ミクロな世界の存在である電子は、粒子と波動の両面の性質を兼ね備える。また、これら電子は電荷を持っているため、物質の中で互いに反発し合う。反発力が大きいと、電子は自由に動けず、粒子としての性質を持つモット絶縁体と呼ばれる状態になる。
従来、電子の粒子性と波動性が移り変わるモット境界は、水と水蒸気の移り変わりと同様に、十分低温では「相転移」という性質を持ち、不連続な変化があると考えられてきた。
東京理科大学、東京大学、理化学研究所の研究グループは、結晶格子に乱れが導入された2次元モット絶縁体有機物質EtMe3Sb[Pd(dmit)2]2という物質に圧力をかけモット境界にいたらせ、絶対温度2Kという低温まで温度を変えながら、核磁気共鳴実験により、そのときの電子状態を観測した。

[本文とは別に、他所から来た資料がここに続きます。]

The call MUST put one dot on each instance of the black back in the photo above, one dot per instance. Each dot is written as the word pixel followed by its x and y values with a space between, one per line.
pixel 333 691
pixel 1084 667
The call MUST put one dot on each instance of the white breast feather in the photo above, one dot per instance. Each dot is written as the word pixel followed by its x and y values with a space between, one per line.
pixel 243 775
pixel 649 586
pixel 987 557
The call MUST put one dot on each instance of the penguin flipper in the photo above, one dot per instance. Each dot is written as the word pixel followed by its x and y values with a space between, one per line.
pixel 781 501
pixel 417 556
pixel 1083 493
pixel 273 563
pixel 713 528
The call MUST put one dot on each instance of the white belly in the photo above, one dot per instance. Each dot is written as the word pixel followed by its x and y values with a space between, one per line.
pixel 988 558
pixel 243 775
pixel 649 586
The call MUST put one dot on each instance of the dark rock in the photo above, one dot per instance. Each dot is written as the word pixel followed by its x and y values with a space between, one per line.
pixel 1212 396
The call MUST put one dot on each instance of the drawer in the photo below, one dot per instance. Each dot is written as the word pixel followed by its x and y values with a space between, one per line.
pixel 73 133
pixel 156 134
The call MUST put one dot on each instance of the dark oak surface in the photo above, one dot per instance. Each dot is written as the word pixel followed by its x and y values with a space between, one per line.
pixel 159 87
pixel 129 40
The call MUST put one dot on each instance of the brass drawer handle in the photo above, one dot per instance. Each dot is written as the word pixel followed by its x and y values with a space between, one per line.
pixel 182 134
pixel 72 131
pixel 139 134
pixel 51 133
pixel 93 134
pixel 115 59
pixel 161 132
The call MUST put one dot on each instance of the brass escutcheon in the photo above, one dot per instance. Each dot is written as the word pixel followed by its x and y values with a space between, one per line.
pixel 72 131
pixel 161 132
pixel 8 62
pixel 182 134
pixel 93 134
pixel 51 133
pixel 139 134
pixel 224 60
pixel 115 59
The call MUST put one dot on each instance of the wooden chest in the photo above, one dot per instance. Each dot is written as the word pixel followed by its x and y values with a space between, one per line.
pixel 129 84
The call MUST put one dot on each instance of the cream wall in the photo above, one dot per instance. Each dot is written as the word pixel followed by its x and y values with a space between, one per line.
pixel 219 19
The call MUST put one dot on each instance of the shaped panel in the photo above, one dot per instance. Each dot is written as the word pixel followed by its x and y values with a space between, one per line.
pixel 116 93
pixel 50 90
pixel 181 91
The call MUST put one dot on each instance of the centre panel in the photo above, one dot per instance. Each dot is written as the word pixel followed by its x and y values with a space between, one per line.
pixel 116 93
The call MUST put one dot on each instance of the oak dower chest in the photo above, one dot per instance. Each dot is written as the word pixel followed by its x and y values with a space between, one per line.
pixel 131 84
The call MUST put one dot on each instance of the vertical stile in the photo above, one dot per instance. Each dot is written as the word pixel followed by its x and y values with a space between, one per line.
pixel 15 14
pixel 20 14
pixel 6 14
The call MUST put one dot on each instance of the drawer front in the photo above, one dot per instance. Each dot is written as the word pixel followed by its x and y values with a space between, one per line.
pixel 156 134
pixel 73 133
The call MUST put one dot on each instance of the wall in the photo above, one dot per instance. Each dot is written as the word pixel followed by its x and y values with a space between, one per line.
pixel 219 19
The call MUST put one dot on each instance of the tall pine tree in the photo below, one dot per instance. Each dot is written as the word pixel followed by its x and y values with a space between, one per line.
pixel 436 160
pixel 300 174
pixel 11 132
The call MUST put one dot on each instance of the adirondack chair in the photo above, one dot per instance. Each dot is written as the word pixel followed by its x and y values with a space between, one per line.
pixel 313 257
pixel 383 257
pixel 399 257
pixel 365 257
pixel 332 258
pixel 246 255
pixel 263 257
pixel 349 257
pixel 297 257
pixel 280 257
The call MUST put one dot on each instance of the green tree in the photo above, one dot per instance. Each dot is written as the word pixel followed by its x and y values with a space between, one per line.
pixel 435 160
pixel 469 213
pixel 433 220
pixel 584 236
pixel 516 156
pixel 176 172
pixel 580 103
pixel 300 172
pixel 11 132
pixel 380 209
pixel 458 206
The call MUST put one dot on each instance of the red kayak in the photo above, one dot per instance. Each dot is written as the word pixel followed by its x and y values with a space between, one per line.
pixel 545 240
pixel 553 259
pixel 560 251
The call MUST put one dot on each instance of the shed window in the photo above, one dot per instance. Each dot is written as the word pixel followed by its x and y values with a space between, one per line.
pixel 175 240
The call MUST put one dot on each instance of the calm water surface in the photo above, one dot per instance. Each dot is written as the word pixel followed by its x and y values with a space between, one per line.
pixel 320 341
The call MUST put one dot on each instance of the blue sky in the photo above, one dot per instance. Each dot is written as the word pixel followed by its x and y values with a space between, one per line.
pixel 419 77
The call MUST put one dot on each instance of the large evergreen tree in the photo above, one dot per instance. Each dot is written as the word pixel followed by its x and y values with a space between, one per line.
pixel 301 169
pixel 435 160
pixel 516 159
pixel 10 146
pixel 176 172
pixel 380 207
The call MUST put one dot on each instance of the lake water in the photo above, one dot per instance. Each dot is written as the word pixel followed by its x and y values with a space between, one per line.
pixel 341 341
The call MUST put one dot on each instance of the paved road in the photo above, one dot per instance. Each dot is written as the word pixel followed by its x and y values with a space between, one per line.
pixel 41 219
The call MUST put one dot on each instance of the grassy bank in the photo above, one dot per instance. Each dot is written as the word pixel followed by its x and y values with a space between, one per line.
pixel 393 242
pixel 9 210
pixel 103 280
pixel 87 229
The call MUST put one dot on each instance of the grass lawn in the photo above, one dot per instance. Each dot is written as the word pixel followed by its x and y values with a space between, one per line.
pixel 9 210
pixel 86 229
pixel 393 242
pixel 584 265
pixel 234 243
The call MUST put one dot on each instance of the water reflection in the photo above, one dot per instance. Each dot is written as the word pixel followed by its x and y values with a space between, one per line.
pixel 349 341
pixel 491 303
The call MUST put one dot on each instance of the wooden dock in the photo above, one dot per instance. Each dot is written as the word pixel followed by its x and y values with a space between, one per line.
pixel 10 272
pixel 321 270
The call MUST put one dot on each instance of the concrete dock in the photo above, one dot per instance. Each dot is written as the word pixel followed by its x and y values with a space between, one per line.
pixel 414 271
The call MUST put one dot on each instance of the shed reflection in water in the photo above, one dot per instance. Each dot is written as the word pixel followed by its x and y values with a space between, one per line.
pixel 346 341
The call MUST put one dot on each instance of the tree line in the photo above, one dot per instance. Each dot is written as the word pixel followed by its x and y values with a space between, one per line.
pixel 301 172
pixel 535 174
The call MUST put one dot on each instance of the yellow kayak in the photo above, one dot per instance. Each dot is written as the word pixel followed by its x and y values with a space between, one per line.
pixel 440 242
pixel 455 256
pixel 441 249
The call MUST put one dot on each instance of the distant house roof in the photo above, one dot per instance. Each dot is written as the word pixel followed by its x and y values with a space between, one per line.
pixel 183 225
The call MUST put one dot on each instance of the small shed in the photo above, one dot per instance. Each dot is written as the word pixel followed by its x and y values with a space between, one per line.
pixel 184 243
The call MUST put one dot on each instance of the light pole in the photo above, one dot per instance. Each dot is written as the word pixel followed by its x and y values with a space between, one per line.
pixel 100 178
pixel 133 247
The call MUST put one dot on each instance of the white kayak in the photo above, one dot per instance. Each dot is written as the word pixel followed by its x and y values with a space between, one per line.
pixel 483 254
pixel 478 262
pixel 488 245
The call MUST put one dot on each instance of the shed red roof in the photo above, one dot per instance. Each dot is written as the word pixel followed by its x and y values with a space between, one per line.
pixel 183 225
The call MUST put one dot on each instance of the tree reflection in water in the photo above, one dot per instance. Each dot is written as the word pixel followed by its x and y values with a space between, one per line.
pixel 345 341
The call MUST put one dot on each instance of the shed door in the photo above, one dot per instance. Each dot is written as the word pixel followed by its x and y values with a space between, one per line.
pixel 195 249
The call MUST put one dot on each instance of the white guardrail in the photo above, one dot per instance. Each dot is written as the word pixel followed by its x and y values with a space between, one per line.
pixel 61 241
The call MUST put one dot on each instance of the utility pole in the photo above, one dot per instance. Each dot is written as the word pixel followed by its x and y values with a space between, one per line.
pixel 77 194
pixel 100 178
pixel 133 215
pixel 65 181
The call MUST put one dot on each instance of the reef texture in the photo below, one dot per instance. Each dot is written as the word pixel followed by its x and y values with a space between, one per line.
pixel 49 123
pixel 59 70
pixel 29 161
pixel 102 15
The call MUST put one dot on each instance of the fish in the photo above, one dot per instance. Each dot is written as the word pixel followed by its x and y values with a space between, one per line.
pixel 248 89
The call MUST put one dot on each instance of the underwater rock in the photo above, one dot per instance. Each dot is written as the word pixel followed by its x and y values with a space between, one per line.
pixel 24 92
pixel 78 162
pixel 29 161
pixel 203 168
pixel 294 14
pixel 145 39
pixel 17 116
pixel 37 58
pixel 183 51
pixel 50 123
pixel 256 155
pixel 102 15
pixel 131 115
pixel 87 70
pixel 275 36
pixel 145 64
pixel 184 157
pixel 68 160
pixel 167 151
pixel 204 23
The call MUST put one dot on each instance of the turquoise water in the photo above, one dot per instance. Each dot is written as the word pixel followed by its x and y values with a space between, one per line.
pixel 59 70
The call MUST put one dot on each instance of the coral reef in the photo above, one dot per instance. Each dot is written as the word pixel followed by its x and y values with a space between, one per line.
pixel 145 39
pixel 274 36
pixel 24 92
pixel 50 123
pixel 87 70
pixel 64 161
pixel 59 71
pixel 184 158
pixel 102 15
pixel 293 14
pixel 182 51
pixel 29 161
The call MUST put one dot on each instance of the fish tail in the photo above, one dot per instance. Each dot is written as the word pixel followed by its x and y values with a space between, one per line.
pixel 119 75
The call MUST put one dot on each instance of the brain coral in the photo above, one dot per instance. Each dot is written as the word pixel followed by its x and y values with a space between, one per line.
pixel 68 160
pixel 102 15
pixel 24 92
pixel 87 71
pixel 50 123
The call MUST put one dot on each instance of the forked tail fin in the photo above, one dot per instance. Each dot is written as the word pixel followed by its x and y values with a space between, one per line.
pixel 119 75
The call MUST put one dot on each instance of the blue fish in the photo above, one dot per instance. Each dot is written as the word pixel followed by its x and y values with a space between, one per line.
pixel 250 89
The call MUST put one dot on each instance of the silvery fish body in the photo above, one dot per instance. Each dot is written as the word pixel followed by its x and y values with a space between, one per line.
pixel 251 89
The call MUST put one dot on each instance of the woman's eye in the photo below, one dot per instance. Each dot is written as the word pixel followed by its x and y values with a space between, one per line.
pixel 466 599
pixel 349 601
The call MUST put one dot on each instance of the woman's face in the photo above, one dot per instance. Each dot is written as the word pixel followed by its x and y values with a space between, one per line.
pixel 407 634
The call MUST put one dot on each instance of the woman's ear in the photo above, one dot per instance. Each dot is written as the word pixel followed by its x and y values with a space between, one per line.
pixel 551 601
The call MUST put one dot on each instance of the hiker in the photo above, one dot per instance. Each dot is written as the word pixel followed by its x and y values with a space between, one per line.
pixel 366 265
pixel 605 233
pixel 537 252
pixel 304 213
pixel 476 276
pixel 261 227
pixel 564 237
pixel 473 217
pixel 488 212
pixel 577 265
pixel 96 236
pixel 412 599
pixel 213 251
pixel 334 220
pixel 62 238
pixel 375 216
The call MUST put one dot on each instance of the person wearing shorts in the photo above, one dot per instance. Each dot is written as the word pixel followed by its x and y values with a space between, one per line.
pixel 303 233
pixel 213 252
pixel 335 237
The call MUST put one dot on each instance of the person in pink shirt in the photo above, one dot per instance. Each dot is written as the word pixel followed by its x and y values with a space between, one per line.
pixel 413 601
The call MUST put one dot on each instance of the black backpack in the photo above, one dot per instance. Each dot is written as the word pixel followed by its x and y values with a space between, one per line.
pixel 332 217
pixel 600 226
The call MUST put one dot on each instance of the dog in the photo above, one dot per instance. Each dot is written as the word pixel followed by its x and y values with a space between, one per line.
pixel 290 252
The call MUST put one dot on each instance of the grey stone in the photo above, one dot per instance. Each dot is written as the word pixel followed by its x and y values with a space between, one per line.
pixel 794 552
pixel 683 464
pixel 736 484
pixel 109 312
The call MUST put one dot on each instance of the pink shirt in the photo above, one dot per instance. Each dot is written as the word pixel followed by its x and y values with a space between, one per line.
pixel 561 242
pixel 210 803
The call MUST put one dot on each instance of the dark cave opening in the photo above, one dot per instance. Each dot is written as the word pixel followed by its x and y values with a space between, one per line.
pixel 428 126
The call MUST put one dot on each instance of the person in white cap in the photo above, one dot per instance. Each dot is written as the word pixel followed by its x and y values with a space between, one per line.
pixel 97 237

その結果、この物質のモット境界においては、従来の常識に反して、粒子性を持つモット絶縁体状態と波動性を持つ金属状態の間を電子がゆっくりと行き来している現象を発見した。
すなわち、圧力-温度相図上で、従来の相転移描像ではなく、新たな電子相(粒子性と波動性の間をゆっくり揺らぐ電子グリフィス相と呼ぶべき新奇相)が実現していることを見出したこととなる。
このようなモット境界は今まで観測されたことはなく、基礎学理上・応用上重要な立ち位置を占めるモット境界描像の新たな理解を与えるもの。